Prized tax break stumbling block for reform
Revamping the tax system for U.S. businesses was supposed to be the easier part for Republicans and Democrats.
But dig a little deeper, and it’s clear that the two parties will have problems making the numbers work on the corporate tax side, even though they have more agreement there than when it comes to taxing individuals.
{mosads}The largest of those math problems is accelerated depreciation, which allows businesses to write off the cost of investments more quickly than they actually decrease in value. Economists say the incentive is good for growth, and neither party is particularly keen on paring it back.
But as former House Ways and Means Chairman Dave Camp (R-Mich.) found out last year, it’s awfully difficult to get the top corporate rate from 35 percent to 25 percent without broadening out expensing schedules.
“That’s where the money is,” said William Gale of the Brookings Institution.
Gale, who worked on George H.W. Bush’s Council of Economic Advisers, noted that slicing two breaks in particular – accelerated depreciation and the deduction for business interest – would do the most to reduce the corporate tax rate.
“Even getting the rate down to 28 or 30 looks really hard without them,” Gale told The Hill.
The Obama administration renewed its push this week for business tax reform, with Treasury Secretary Jack Lew making the case that the differences on individual taxation are too stark right now to make a deal.
Top Republicans have said they’re willing to consider the idea, as long as a tax revamp suitably took care of the businesses that pay taxes through the individual system. And both Obama and Sen. Joni Ernst (R-Iowa), who gave the GOP response to the State of the Union this week, insisted that Washington needs to come together to get rid of tax loopholes that favor the well-off.
But as accelerated depreciation shows, the most expensive tax breaks are often both broadly popular and serve a policy goal favored by lawmakers. That’s also true on the individual side, where the most costly incentives include the deductions for home mortgage interest and for charitable donations.
Those problems have befuddled officials who have tried to revamp the tax code since it was last successfully done in 1986 – when, analysts say, there were more egregious tax breaks waiting to be scrapped.
Accelerated depreciation, which costs more than $700 billion over a decade, allows businesses to write off dozens and dozens of investments more quickly – theme parks in seven years instead of 12.5, farm equipment in seven years instead of 10 and electric plants in 20 years instead of 50, to name a few.
Camp got rid of those faster depreciation schedules to hit his longtime goal of reducing the top corporate rate to 25 percent. The administration’s goal on that front is 28 percent, and Lew suggested this week that a streamlined system would allow businesses to worry less about their taxes.
“The kind of approach we’ve taken will lead to a lot of individual decisions, which when you add them together, will lead to more economic growth,” Lew said at the Brookings Institution.

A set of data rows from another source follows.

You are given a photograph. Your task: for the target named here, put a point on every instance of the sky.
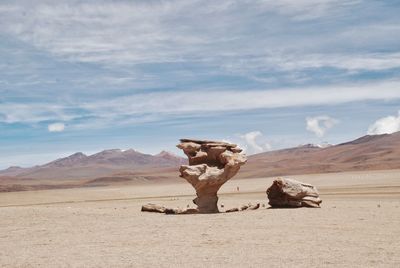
(84, 76)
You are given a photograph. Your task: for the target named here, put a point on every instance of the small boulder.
(292, 193)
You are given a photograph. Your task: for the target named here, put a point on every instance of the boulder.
(211, 164)
(292, 193)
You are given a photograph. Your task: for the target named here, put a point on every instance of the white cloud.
(385, 125)
(148, 32)
(56, 127)
(319, 125)
(254, 142)
(159, 105)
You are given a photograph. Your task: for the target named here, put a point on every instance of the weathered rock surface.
(292, 193)
(211, 164)
(153, 208)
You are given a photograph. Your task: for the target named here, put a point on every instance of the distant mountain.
(366, 153)
(106, 162)
(117, 166)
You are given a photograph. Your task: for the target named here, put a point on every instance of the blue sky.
(92, 75)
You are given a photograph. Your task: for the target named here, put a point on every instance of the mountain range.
(115, 166)
(107, 162)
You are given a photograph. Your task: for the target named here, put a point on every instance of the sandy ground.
(357, 226)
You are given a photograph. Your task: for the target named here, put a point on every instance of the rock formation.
(292, 193)
(211, 164)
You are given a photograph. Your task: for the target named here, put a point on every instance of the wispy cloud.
(319, 125)
(56, 127)
(254, 142)
(385, 125)
(156, 105)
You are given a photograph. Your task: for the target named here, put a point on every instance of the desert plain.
(358, 225)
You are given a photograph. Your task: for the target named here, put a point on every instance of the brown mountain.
(116, 166)
(366, 153)
(104, 163)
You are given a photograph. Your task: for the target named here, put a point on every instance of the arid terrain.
(118, 167)
(357, 226)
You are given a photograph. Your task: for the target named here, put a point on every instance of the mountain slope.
(104, 163)
(366, 153)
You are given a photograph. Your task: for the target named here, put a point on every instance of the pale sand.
(357, 226)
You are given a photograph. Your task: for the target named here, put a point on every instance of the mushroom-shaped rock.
(211, 164)
(292, 193)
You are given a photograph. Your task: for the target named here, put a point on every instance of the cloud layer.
(56, 127)
(319, 125)
(385, 125)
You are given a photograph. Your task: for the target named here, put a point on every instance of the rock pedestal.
(211, 164)
(292, 193)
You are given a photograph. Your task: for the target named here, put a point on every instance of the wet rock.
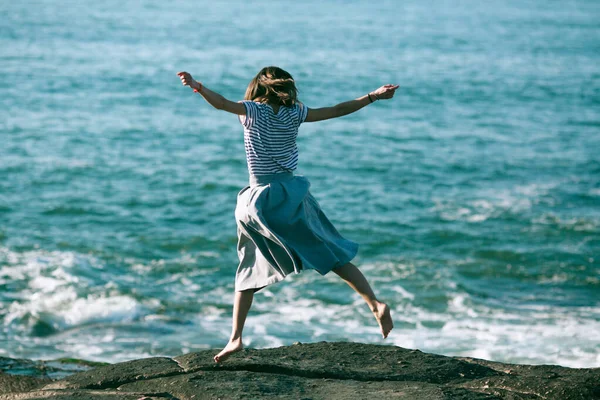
(319, 371)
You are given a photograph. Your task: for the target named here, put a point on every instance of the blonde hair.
(272, 85)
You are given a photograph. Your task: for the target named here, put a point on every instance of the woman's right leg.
(241, 306)
(357, 281)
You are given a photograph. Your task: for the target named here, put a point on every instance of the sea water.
(474, 193)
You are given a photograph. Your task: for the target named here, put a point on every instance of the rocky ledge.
(313, 371)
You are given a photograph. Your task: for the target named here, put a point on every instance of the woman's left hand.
(386, 91)
(187, 80)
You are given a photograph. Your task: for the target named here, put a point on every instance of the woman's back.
(270, 138)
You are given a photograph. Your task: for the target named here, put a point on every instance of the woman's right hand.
(385, 92)
(187, 80)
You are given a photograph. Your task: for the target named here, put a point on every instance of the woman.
(281, 227)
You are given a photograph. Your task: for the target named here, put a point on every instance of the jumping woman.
(280, 226)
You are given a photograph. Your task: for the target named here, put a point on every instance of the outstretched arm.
(348, 107)
(213, 98)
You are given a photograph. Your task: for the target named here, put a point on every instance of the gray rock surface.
(313, 371)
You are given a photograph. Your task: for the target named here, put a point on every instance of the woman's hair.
(272, 85)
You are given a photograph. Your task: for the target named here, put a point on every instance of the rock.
(317, 371)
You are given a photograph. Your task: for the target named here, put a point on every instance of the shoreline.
(327, 370)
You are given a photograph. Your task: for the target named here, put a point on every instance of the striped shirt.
(269, 138)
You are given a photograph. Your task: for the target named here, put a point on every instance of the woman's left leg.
(241, 306)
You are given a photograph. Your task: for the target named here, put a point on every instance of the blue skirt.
(281, 229)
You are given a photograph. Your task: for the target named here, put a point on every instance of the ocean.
(474, 193)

But for groups on the right, Camp’s treatment of accelerated depreciation might have been the biggest drawback of his entire plan, which failed to catch fire with leaders in either party.

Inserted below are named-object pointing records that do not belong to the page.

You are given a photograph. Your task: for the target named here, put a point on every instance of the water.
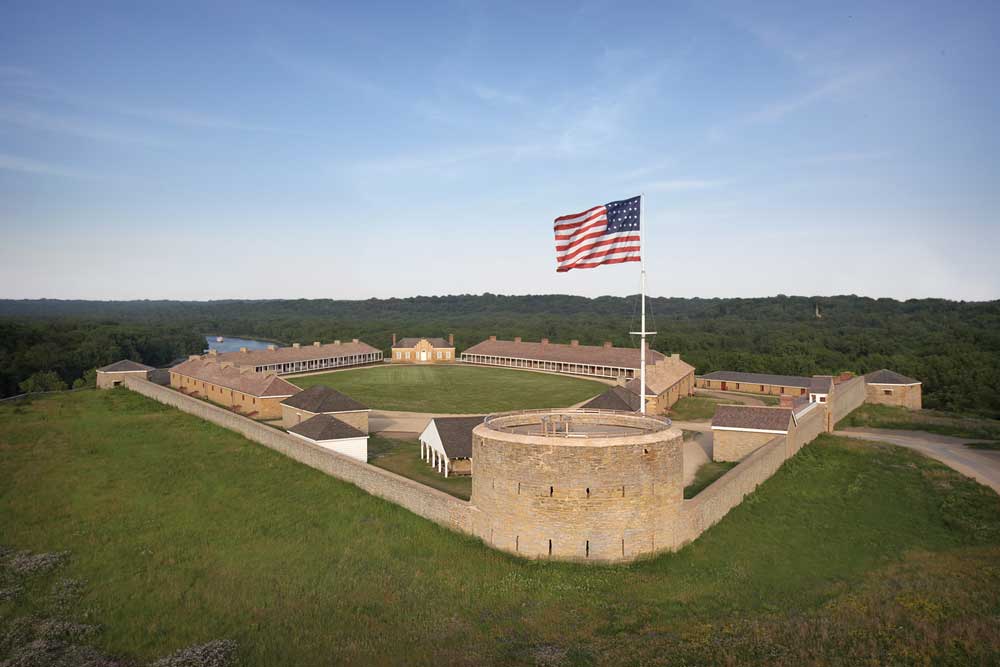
(234, 344)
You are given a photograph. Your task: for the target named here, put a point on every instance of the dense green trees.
(953, 347)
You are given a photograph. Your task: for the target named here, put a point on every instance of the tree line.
(953, 347)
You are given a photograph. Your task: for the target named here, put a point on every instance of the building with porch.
(423, 350)
(605, 360)
(446, 444)
(302, 359)
(242, 390)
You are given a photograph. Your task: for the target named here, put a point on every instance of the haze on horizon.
(254, 150)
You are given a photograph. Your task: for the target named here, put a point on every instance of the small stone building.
(446, 444)
(738, 430)
(423, 350)
(114, 374)
(323, 400)
(330, 433)
(242, 390)
(887, 387)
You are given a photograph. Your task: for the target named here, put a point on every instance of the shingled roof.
(284, 355)
(125, 366)
(759, 378)
(594, 355)
(885, 376)
(320, 398)
(261, 385)
(752, 417)
(616, 398)
(456, 435)
(325, 427)
(412, 342)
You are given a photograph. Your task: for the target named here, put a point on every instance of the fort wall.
(422, 500)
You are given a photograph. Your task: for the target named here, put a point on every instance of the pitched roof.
(124, 366)
(663, 375)
(320, 398)
(759, 378)
(596, 355)
(412, 342)
(261, 385)
(885, 376)
(752, 417)
(615, 398)
(283, 355)
(821, 384)
(325, 427)
(456, 435)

Conservative groups and the Joint Committee on Taxation found that the plan could be a drag on economic growth. Ryan Ellis of Americans for Tax Reform, which keeps the anti-tax pledge signed by most GOP lawmakers, insisted that it would be counterproductive for tax writers to slash the corporate tax rate by forcing businesses to write off expenses over a longer period of time.
Ellis argued that dynamic scoring – which tries to take into account the economic growth that comes from cutting taxes – could give more breathing room to the new Ways and Means chairman, Rep. Paul Ryan (R-Wis.), and Senate Finance Chairman Orrin Hatch (R-Utah).

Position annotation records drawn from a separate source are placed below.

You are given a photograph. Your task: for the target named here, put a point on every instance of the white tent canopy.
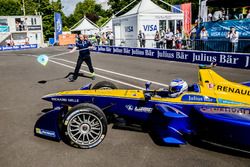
(85, 26)
(107, 27)
(146, 7)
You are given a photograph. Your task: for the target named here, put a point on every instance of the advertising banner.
(57, 25)
(234, 60)
(186, 8)
(66, 39)
(4, 28)
(18, 47)
(220, 29)
(34, 27)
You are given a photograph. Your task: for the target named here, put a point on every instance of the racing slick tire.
(85, 126)
(104, 85)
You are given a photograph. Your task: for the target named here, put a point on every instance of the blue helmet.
(177, 87)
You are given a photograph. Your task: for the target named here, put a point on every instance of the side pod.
(173, 125)
(47, 125)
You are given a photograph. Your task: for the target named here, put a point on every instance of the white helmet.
(177, 87)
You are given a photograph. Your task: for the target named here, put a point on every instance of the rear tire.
(85, 126)
(105, 85)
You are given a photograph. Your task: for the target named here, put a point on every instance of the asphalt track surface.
(21, 105)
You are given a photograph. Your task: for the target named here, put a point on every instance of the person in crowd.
(218, 15)
(111, 38)
(27, 41)
(104, 39)
(203, 38)
(7, 42)
(248, 14)
(98, 38)
(169, 39)
(142, 39)
(209, 16)
(162, 39)
(178, 40)
(17, 26)
(233, 37)
(157, 39)
(84, 55)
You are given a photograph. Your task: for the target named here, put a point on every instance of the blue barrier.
(234, 60)
(18, 47)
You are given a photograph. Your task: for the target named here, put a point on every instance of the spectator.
(178, 40)
(7, 42)
(111, 38)
(162, 39)
(142, 40)
(218, 15)
(104, 39)
(233, 36)
(203, 38)
(27, 39)
(169, 39)
(17, 26)
(157, 39)
(209, 17)
(98, 38)
(248, 15)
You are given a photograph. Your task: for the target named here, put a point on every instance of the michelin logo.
(139, 109)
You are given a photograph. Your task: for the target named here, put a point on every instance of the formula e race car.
(214, 110)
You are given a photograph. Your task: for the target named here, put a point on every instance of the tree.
(117, 5)
(10, 8)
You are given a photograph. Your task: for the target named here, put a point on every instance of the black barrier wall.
(234, 60)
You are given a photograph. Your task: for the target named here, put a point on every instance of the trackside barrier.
(18, 47)
(234, 60)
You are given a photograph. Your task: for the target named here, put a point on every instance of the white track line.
(114, 80)
(116, 73)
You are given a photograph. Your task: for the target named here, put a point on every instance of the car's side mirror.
(147, 85)
(147, 96)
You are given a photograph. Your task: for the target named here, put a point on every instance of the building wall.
(22, 29)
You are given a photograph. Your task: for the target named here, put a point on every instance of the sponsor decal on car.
(197, 98)
(223, 101)
(139, 109)
(226, 110)
(65, 100)
(233, 90)
(45, 132)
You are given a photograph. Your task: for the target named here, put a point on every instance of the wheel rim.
(85, 129)
(105, 88)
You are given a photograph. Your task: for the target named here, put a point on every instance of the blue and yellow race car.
(214, 110)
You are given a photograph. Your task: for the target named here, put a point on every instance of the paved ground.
(21, 103)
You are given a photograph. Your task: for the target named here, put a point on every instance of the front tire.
(85, 126)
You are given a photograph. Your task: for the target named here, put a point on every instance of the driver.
(177, 87)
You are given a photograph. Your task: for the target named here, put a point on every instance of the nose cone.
(49, 97)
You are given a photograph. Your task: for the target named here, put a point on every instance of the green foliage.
(9, 8)
(101, 21)
(93, 11)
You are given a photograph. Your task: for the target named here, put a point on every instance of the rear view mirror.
(147, 85)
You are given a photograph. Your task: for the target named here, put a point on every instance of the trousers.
(81, 59)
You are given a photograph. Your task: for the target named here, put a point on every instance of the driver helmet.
(177, 87)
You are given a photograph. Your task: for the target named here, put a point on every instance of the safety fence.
(18, 47)
(219, 45)
(225, 59)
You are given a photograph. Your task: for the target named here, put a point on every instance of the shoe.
(71, 79)
(92, 74)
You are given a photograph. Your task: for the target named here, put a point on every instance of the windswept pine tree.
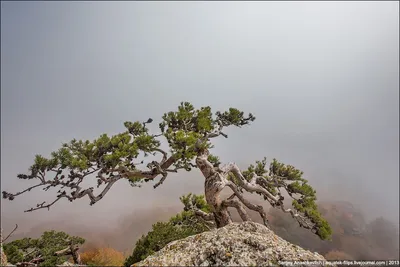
(189, 133)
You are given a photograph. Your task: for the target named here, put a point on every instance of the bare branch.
(248, 204)
(15, 228)
(250, 187)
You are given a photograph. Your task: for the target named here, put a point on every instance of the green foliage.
(182, 225)
(297, 185)
(161, 234)
(46, 246)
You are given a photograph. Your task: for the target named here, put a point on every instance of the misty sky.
(322, 78)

So would making a slew of temporary tax breaks permanent, which would mean that Congress wouldn’t have to find offsets to keep them in place in tax reform – or, Ellis said, cutting some tax breaks for high-earning individuals, instead of for businesses, to pay for a lower corporate rate.
“It’s just exceedingly difficult,” Ellis said, referring to a way to keep accelerated depreciation and bring the corporatre rate down sufficiently. “I don’t see how you can do it within the traditional static scoring model.”
Lawmakers saw it much the same way. “You can’t just throw it to the wind,” said Rep. Sandy Levin (Mich.), the top Democrat at Ways and Means – it being accelerated depreciation.
Rep. Kevin Brady (R-Texas) added that he hoped that tax writers could learn from the problems Camp ran into when he ended the prized tax break. “It ought to be one of the last things we look at jettisoning,” he said. “I’d like to look at some other avenues.”
The problem is, those avenues might leave lawmakers with a tax reform package they still found wanting.
Ed Lorenzen of the Committee for a Responsible Federal Budget projected that cutting every corporate tax break and keeping accelerated depreciation would only get the top rate down to 31 percent. Lorenzen speculated that paring back the deduction for business interest could help get the rate to the mid-20s, if those dozens of tax breaks were made permanent.
But that sort of plan would also run into a host of obstacles politically, and some analysts have sounded skeptical that dynamic scoring would be that much of a boon for would-be reformers.
“Dynamic scoring is not going to save them,” Gale said.